Recentemente la Commissione Europea ha varato una proposta per un programma di rafforzamento dell’industria della difesa comune i cui obiettivi sono così sintetizzabili:
1) creare un comitato per coordinare gli acquisti di armamenti degli Stati membri;
2) incentivare la cooperazione attraverso l’EDTIB (EU’s Defence Technological and Industrial Base ) un programma per il coordinamento della progettazione di armamenti già esistente ma finora poco utilizzato;
3) varare una serie di meccanismi e prassi volti a favorire la formazione di scorte di materie prime e materiali utili all’industria della difesa e la loro condivisione tra gli Stati membri;
4) lanciare progetti di difesa europei da realizzarsi entro il 2035 nei settori difesa antiaerea e antimissile integrata, monitoraggio dei satelliti, difesa cibernetica e difesa marittima;
5) erogare aiuti alle imprese per incrementare la base industriale e la ricerca;
6) inserire considerazioni di difesa nell’elaborazione dei progetti industriali comunitari.

Nell’ultimo decennio, le spese militari dei Paesi UE della NATO sono aumentate di quasi il 50%, passando da 145 miliardi di euro nel 2014 a circa 215 miliardi di euro nel 2023.

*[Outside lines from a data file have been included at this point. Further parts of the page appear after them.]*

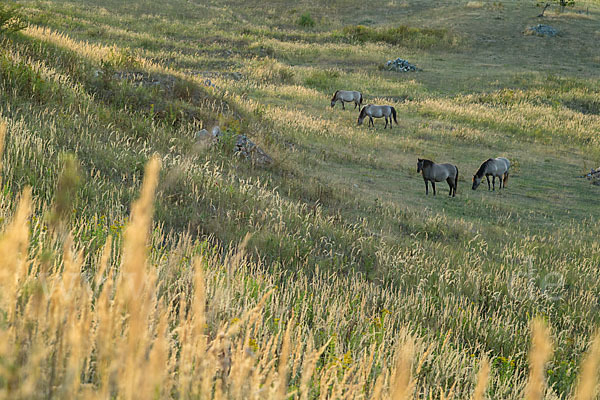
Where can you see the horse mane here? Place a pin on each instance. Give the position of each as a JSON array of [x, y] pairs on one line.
[[363, 112], [481, 169]]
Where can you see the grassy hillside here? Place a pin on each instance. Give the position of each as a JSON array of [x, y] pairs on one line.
[[358, 271]]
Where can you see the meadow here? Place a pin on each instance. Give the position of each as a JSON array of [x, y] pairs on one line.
[[139, 263]]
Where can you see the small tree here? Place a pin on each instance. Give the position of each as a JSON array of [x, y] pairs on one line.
[[11, 19]]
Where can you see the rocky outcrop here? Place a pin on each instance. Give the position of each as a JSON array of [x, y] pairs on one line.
[[400, 65], [541, 30], [242, 146]]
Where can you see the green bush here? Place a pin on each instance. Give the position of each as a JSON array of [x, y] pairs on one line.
[[11, 19], [306, 21]]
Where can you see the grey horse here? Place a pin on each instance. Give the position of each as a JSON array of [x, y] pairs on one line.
[[347, 96], [494, 167], [373, 111], [433, 173]]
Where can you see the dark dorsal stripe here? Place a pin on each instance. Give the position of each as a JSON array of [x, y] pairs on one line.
[[481, 170], [427, 163], [363, 112]]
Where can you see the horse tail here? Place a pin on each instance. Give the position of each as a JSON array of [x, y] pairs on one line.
[[456, 179]]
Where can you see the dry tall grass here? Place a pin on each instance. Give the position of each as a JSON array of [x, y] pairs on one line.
[[137, 329]]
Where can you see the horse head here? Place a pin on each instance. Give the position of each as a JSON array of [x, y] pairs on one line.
[[476, 181], [333, 99]]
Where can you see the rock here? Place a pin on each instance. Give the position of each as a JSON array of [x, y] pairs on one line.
[[594, 176], [400, 65], [243, 146], [541, 30], [203, 135], [248, 149]]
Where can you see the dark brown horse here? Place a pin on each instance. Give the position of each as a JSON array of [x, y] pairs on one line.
[[433, 173]]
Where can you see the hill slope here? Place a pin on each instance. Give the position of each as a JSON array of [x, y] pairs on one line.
[[342, 206]]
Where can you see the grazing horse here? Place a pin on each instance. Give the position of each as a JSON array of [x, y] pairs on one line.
[[433, 173], [373, 111], [496, 167], [347, 96]]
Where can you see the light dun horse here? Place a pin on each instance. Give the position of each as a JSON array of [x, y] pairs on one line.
[[373, 111], [495, 167], [433, 173], [347, 96]]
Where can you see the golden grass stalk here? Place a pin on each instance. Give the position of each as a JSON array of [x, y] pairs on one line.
[[13, 252], [3, 130], [402, 385], [588, 377], [482, 380], [539, 354]]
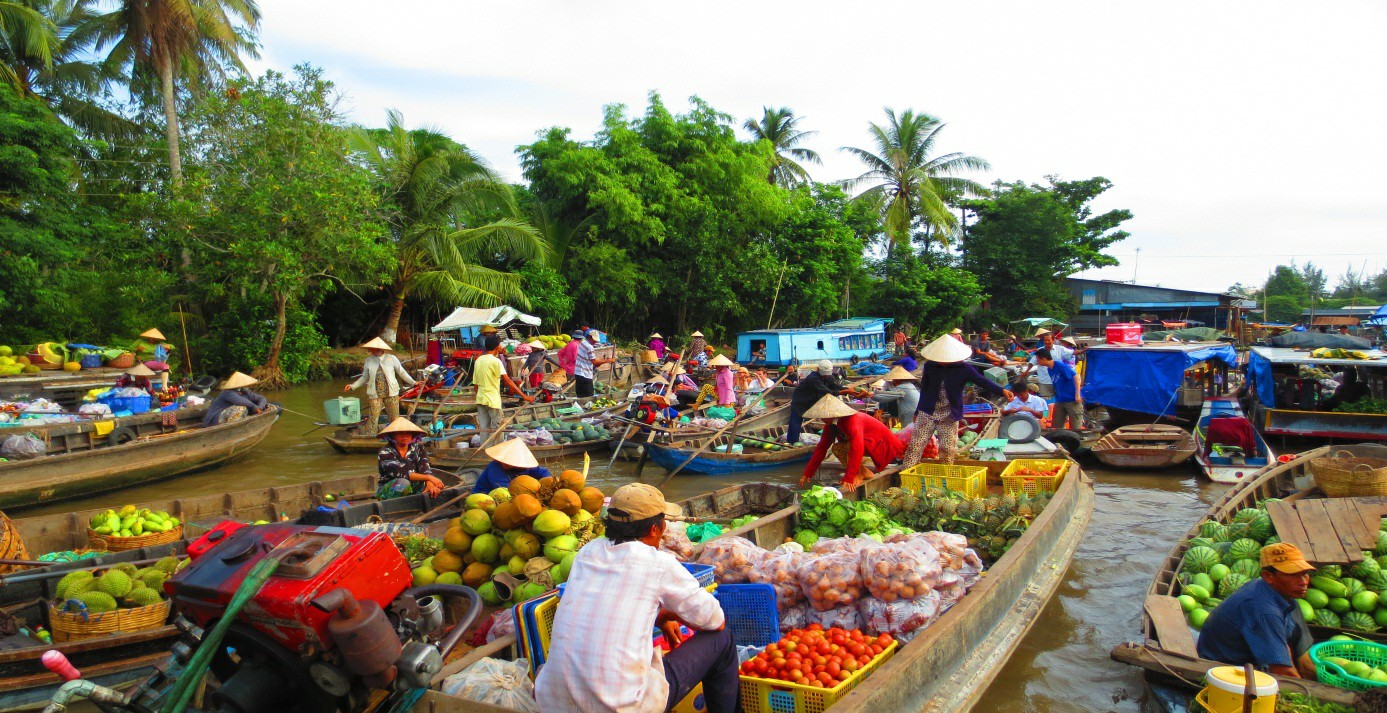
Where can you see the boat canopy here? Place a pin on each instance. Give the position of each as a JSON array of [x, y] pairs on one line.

Con la guerra in Ucraina, le spese in armamenti per il 2023 hanno visto un aumento di quasi il 10% in termini reali rispetto all’anno precedente.

I Paesi UE della NATO nel loro complesso spendono oggi in media 1,8% del PIL per le loro forze armate, vicino all’obiettivo del 2% richiesto dagli Stati Uniti e adottato dalla NATO che lo stesso Borrell ha invitato a raggiungere senza più alcun ritardo.

Gli Stati membri dell’Ue stanno già spendendo molto di più per la difesa, con un aumento del 40% del bilancio della difesa negli ultimi dieci anni e un balzo di 50 miliardi di euro tra il 2022 e il 2023. Tuttavia, i 290 miliardi di euro di bilancio per la difesa dell’Ue nel 2023 rappresentano solo l’1,7% del nostro Pil secondo il parametro del 2% della Nato” ha sottolineato Borrell, aggiungendo che “Dobbiamo spendere di più ma anche meglio, e meglio significa insieme”.

Nel 2021 l’Ue ha infatti comprato dagli Stati Uniti sistemi bellici per 15,5 miliardi di dollari, nel 2022 la cifra è cresciuta fino a 28 miliardi, e nel 2023 la spesa è ulteriormente cresciuta. Da qui la pressione della Commissione affinché si rafforzi al più presto quello che possiamo ormai definire il complesso militare-industriale europeo.

Per i guerrafondai europeisti come Borrell e Von der Leyen etc. infatti è tempo che i paesi europei acquistino e producano armamenti europei. E’ il lato oscuro – ma ampiamente prevedibile – dell’integrazione capitalistica a livello di Ue, quella che Khol indicava come problema di pace o di guerra nel XXI Secolo.

E ormai si respira a piena polmoni il clima della seconda.